José
Ribamar Bessa Freire
07/10/2012
- Diário do Amazonas
Preciso
acreditar, para não perder a fé na luta política, que a senadora Vanessa
Grazziotin (PCdoB), candidata à prefeitura de Manaus, pelo menos colocou a mão
para trás e fez uma figa escondida, quando ouviu na última quarta feira o pastor
Jônatas Câmara berrar, num culto de descapirotização da Assembleia de Deus
realizado na capital amazonense:
-
Sai, demônio, deste corpo imundo!!!
O
pastor não prega prego sem estopa. E agora ele pregou, com muita estopa, a
favor da criminalização do aborto, xingou os gays - que ele crê estarem
possuídos pelo capiroto - e se pronunciou contra o projeto que torna crime a
homofobia e a discriminação de orientação sexual. Quem registrou o fato foi o
jornal O Globo (05/10), em matéria intitulada "Manaus:
comunista pede apoio a evangélicos da Assembleia de Deus. Candidata participa
de reunião-culto com ataques a gays e ao aborto".
É
que a senadora Vanessa atuou num culto político de descarrego, ao lado do
pastor, e não fez figa, mas ao contrário, enquanto ele condenava a aliança do
capeta com os homossexuais, "a candidata do PCdoB assentia com a
cabeça e aplaudia", conforme conta Fernanda Krakovics, que assina
a matéria.
Não
posso acreditar no que leio. Conheço Vanessa por quem tenho sincera simpatia,
há mais de 35 anos acompanho sua trajetória de luta em favor da diversidade e
contra a discriminação, outro dia mesmo ela defendia a tramitação urgente do
PLC 122/06, agora parada, que torna crime a homofobia. Por isso, procuro algum
indício de que se trata de um equívoco da jornalista, espero um desmentido, mas
a informação final não deixa lugar à esperança:
"Ao
receber o apoio da Assembleia de Deus, no início da campanha, Vanessa assinou
uma carta afirmando que é contra o aborto e que não votará a favor de artigos
que contrariam a igreja no projeto de criminalização da homofobia".
Ou
seja, se a carta existe - e a carta existe - a senadora Vanessa Grazziotin, negando
os princípios que constituem sua história de vida, virou casaca em troca do voto
dos evangélicos que, de acordo com o Censo 2010, constituem 35,5% da população
de Manaus. A sessão de descarrego era para descarregar os votos nela. O pastor
festeja o fato de não existir qualquer prova do compromisso da candidata com o
Projeto de Lei Complementar que criminaliza a homofobia. Dirige-se a ela:
- Estou enojado com essa porcaria desse PLC 122.

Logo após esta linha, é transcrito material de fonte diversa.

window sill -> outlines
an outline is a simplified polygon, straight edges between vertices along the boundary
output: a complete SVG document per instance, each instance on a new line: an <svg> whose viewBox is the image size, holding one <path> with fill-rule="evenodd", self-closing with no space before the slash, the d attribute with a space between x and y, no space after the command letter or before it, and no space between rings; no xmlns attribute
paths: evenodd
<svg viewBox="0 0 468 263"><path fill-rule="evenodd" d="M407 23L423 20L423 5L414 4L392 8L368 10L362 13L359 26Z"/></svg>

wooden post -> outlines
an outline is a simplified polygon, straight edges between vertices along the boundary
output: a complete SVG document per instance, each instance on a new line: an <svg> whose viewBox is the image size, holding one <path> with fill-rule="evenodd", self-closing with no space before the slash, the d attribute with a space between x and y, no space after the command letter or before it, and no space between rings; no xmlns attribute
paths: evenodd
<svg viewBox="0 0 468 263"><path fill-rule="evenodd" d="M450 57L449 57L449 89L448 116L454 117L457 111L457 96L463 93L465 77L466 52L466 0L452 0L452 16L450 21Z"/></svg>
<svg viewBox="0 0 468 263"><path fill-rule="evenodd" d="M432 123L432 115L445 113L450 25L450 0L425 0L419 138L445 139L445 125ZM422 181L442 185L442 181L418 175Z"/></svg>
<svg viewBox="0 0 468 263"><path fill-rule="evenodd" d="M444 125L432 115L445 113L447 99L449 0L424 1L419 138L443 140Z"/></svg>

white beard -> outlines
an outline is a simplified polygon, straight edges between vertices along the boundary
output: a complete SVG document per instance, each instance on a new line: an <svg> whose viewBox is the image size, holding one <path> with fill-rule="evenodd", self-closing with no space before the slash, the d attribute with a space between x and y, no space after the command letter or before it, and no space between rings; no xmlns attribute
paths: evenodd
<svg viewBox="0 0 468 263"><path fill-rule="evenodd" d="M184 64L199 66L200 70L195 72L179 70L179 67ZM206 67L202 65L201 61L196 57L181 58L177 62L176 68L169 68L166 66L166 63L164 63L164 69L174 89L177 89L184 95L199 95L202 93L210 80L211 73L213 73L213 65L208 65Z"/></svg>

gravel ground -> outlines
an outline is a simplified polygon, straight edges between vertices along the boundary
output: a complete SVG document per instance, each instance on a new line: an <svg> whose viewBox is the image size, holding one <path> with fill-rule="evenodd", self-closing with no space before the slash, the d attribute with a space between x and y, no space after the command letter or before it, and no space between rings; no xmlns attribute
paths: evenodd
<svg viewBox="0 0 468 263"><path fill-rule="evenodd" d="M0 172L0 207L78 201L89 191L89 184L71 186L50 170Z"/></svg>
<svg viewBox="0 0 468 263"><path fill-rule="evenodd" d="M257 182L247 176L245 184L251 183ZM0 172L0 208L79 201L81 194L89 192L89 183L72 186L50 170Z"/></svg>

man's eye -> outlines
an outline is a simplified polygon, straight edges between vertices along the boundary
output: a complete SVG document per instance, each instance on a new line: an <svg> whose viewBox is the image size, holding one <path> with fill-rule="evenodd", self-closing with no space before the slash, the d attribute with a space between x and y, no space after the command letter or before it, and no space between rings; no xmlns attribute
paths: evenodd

Diziam que você era o demônio, mas não apareceu nenhum vídeo contra você.
O
pastor tenta, desta forma, com a anuência da senadora, apagar o passado de luta
dela, que constitui um incômodo, um obstáculo para o voto dos evangélicos. A
questão que se impõe é saber até que ponto tal operação se justifica
eticamente, ou seja, se é válido fazer qualquer tipo de aliança para ganhar
votos. Quando Vanessa declara que é contra a descriminalização do aborto, ela
está falando no que acredita e, neste caso, virou casaca, ou está apenas
enrolando o pastor? A quem está enganando: aos evangélicos? A nós? Ou a ela
mesma, à sua biografia?
Quando
você finge concordar com teses homofóbicas por razões eleitoreiras, quem ganha
com isso? A candidata ou os obscurantistas? Esses últimos já podem celebrar a
vitória, antes mesmo da abertura das urnas. Suas teses foram vitoriosas. O
outro lado depôs as armas e virou casaca.
E
aí? Como ficam as pessoas que admiram a história de Vanessa e que se sentem
derrotadas com essa virada de casaca? No meu caso, tenho publicado nos últimos
trinta anos na imprensa amazonense mais de vinte artigos apoiando a senadora,
desde quando era vereadora. Alguns amigos meus, que já decidiram que vão votar
no Serafim ou no Arthur, estão me cobrando isso e eu não sei o que dizer.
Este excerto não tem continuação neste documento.